Daryl chews a little harder on his thumbnail. “Not tryna get my rocks off with nobody,” he mumbles, the flush on his neck creeping up again. He fuckin’ hates talking about this shit.

Rick nods. “Well, see, that’s what I mean. You’re not the worst sorta guy who’s ever had his eye on Beth.”

“Fuckin’... thanks?” What else is he supposed to say to that? “Don’t got my eye on her, neither. Jus’...” Why is he still talking? He curls his fingers into the thigh of his jeans and takes a long swallow of beer. “Dunno.”

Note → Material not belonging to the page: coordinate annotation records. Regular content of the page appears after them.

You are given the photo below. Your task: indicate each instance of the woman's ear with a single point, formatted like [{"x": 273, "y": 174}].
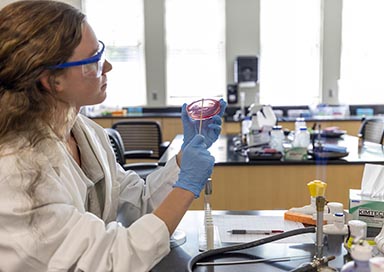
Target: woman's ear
[{"x": 50, "y": 82}]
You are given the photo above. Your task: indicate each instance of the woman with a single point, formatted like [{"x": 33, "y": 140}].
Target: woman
[{"x": 60, "y": 186}]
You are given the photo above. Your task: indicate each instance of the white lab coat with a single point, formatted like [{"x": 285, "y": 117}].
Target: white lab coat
[{"x": 45, "y": 218}]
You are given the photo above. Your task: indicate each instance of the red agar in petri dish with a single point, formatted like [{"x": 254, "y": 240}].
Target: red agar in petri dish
[{"x": 203, "y": 109}]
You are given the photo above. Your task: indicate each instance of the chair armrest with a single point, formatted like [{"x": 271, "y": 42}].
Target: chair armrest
[
  {"x": 141, "y": 165},
  {"x": 163, "y": 147},
  {"x": 138, "y": 154}
]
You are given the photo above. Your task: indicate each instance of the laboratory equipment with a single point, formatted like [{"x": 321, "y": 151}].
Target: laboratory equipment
[{"x": 203, "y": 109}]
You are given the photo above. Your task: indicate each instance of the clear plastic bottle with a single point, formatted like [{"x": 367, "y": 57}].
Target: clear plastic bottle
[
  {"x": 277, "y": 138},
  {"x": 302, "y": 138}
]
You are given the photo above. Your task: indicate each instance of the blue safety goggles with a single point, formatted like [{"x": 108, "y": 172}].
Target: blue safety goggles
[{"x": 92, "y": 67}]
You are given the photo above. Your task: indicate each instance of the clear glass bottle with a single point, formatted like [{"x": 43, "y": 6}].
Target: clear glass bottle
[
  {"x": 300, "y": 122},
  {"x": 277, "y": 138},
  {"x": 302, "y": 138}
]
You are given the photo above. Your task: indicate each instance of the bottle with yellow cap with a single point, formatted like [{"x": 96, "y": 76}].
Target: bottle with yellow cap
[{"x": 316, "y": 188}]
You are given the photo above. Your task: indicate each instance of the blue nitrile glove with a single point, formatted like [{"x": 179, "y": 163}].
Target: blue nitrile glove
[
  {"x": 196, "y": 166},
  {"x": 211, "y": 128}
]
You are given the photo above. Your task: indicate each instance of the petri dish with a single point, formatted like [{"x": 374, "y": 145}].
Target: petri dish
[{"x": 203, "y": 109}]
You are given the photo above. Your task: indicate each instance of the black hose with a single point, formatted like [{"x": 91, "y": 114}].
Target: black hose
[{"x": 255, "y": 243}]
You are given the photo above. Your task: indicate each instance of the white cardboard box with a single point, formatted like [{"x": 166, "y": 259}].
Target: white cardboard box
[{"x": 369, "y": 210}]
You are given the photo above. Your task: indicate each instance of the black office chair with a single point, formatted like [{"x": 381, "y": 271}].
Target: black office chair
[
  {"x": 372, "y": 130},
  {"x": 141, "y": 139},
  {"x": 143, "y": 169}
]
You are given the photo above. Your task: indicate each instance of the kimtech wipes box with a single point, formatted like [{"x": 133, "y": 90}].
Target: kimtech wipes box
[{"x": 367, "y": 209}]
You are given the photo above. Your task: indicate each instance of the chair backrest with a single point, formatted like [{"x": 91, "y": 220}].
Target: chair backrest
[
  {"x": 117, "y": 145},
  {"x": 372, "y": 130},
  {"x": 140, "y": 135}
]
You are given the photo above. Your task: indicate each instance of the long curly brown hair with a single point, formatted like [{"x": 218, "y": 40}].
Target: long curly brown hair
[{"x": 34, "y": 35}]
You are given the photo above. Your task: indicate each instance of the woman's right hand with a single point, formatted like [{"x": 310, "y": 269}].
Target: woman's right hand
[{"x": 196, "y": 166}]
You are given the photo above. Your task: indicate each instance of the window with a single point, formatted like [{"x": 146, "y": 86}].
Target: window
[
  {"x": 289, "y": 52},
  {"x": 362, "y": 53},
  {"x": 195, "y": 49},
  {"x": 120, "y": 25}
]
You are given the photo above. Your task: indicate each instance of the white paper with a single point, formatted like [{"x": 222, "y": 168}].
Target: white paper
[{"x": 225, "y": 223}]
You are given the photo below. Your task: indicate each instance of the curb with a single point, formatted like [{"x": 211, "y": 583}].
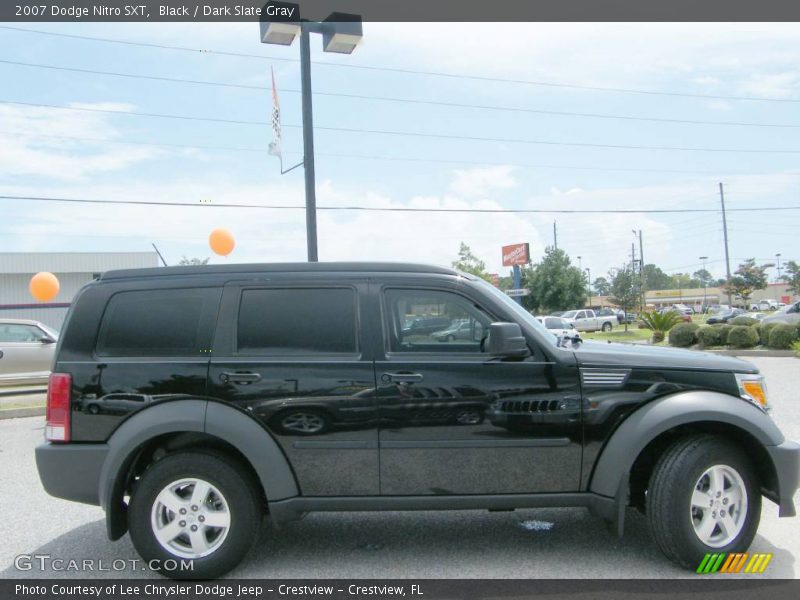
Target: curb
[
  {"x": 16, "y": 413},
  {"x": 763, "y": 353}
]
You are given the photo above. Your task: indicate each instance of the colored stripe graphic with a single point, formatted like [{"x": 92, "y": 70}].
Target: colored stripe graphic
[{"x": 733, "y": 562}]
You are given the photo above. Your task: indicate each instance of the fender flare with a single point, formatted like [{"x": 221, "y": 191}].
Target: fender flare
[
  {"x": 610, "y": 475},
  {"x": 230, "y": 424}
]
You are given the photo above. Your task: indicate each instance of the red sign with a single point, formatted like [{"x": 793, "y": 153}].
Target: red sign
[{"x": 516, "y": 254}]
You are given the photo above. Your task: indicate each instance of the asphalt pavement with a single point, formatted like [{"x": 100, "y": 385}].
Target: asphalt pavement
[{"x": 536, "y": 543}]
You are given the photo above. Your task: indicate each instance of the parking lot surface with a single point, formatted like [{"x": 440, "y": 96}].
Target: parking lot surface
[{"x": 540, "y": 543}]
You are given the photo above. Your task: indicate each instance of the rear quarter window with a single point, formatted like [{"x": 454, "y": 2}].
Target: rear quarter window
[{"x": 175, "y": 322}]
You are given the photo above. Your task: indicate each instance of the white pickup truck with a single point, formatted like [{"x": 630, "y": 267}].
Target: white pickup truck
[{"x": 587, "y": 320}]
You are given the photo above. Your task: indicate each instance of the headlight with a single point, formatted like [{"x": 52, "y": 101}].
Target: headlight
[{"x": 754, "y": 389}]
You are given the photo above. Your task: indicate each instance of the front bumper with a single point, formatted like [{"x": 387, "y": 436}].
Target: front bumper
[
  {"x": 71, "y": 471},
  {"x": 786, "y": 458}
]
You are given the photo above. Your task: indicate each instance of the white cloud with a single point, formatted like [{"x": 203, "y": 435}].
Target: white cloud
[
  {"x": 480, "y": 181},
  {"x": 43, "y": 153}
]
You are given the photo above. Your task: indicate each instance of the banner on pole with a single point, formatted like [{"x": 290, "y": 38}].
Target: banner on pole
[{"x": 275, "y": 144}]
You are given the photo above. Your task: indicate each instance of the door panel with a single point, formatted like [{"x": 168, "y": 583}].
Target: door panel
[
  {"x": 296, "y": 360},
  {"x": 454, "y": 422}
]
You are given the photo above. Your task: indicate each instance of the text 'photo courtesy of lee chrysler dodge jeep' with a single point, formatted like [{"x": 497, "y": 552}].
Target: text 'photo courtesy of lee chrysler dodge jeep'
[{"x": 191, "y": 402}]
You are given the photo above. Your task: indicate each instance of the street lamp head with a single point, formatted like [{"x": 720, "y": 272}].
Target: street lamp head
[
  {"x": 341, "y": 33},
  {"x": 280, "y": 23}
]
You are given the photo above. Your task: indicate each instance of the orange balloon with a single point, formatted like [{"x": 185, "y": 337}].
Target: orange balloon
[
  {"x": 221, "y": 241},
  {"x": 44, "y": 286}
]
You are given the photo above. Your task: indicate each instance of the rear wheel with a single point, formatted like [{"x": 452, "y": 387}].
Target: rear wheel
[
  {"x": 703, "y": 497},
  {"x": 198, "y": 508}
]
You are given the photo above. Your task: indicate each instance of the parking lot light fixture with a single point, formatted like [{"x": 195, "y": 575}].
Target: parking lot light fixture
[{"x": 341, "y": 33}]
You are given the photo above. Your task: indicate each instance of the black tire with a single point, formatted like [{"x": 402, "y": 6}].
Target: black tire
[
  {"x": 669, "y": 497},
  {"x": 243, "y": 501}
]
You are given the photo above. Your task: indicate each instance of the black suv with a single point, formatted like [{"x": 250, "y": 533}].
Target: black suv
[{"x": 244, "y": 390}]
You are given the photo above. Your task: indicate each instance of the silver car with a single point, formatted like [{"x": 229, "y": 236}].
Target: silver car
[
  {"x": 789, "y": 314},
  {"x": 26, "y": 351}
]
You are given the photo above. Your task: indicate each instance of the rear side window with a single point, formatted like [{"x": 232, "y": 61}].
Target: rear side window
[
  {"x": 297, "y": 321},
  {"x": 175, "y": 322}
]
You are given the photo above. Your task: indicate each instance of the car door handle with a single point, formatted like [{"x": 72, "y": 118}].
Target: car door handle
[
  {"x": 401, "y": 377},
  {"x": 239, "y": 377}
]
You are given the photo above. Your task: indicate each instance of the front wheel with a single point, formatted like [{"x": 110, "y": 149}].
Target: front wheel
[
  {"x": 197, "y": 509},
  {"x": 703, "y": 497}
]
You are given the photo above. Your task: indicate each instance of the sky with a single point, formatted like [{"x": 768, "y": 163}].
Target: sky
[{"x": 522, "y": 143}]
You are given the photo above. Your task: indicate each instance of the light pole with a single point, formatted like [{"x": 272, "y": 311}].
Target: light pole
[
  {"x": 705, "y": 281},
  {"x": 589, "y": 281},
  {"x": 341, "y": 33}
]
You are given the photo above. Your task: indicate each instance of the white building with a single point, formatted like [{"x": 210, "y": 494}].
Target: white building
[{"x": 73, "y": 269}]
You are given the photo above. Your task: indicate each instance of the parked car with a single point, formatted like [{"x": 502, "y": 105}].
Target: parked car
[
  {"x": 768, "y": 304},
  {"x": 26, "y": 351},
  {"x": 758, "y": 316},
  {"x": 587, "y": 320},
  {"x": 685, "y": 317},
  {"x": 426, "y": 325},
  {"x": 227, "y": 353},
  {"x": 725, "y": 315},
  {"x": 788, "y": 314},
  {"x": 463, "y": 329},
  {"x": 559, "y": 327}
]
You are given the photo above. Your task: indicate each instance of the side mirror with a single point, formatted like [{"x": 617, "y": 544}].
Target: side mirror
[{"x": 506, "y": 341}]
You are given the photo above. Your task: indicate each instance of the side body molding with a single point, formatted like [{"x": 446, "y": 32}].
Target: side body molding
[
  {"x": 190, "y": 415},
  {"x": 611, "y": 470},
  {"x": 257, "y": 445}
]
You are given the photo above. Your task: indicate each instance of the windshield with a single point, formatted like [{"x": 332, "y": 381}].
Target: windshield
[{"x": 523, "y": 314}]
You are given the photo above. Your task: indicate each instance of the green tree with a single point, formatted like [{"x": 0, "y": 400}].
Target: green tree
[
  {"x": 704, "y": 277},
  {"x": 193, "y": 261},
  {"x": 655, "y": 278},
  {"x": 469, "y": 263},
  {"x": 792, "y": 276},
  {"x": 554, "y": 283},
  {"x": 748, "y": 278},
  {"x": 625, "y": 290},
  {"x": 601, "y": 286}
]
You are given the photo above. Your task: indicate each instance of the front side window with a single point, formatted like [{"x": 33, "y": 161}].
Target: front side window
[
  {"x": 434, "y": 321},
  {"x": 174, "y": 322},
  {"x": 297, "y": 321},
  {"x": 17, "y": 332}
]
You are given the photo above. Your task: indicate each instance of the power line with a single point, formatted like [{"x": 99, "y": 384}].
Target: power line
[
  {"x": 369, "y": 157},
  {"x": 400, "y": 209},
  {"x": 411, "y": 133},
  {"x": 443, "y": 74},
  {"x": 492, "y": 107}
]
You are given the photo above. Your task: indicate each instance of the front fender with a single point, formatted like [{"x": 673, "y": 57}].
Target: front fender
[{"x": 611, "y": 470}]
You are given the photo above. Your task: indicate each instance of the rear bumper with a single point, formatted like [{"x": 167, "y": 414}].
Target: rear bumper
[
  {"x": 71, "y": 471},
  {"x": 786, "y": 458}
]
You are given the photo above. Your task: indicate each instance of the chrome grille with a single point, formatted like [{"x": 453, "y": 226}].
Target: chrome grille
[
  {"x": 529, "y": 406},
  {"x": 604, "y": 377}
]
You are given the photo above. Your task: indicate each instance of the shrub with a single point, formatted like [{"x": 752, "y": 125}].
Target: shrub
[
  {"x": 782, "y": 336},
  {"x": 742, "y": 320},
  {"x": 742, "y": 336},
  {"x": 659, "y": 323},
  {"x": 724, "y": 330},
  {"x": 683, "y": 335},
  {"x": 764, "y": 333},
  {"x": 709, "y": 336}
]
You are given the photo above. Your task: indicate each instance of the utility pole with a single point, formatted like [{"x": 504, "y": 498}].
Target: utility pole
[
  {"x": 725, "y": 236},
  {"x": 705, "y": 282},
  {"x": 555, "y": 235}
]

Dunno. It’s fucking useless but still just about the most honest thing he’s said all damn day. Because he doesn’t know — not when or why or how or even what, really, this thing he’s feeling is. He probably could know if he gave it more attention than telling himself all the reasons why he can’t, but another thing he doesn’t know is if he even wants to know. How’d that help any, if he knew any of that?

Christ, he does not want to be thinking about this.

Daryl finishes off his beer and taps restless fingers against the half pack of cigarettes squashed into his front pocket, and stews in the too little, too late, self-awareness that he never should’ve opened his damn stupid mouth in the first place.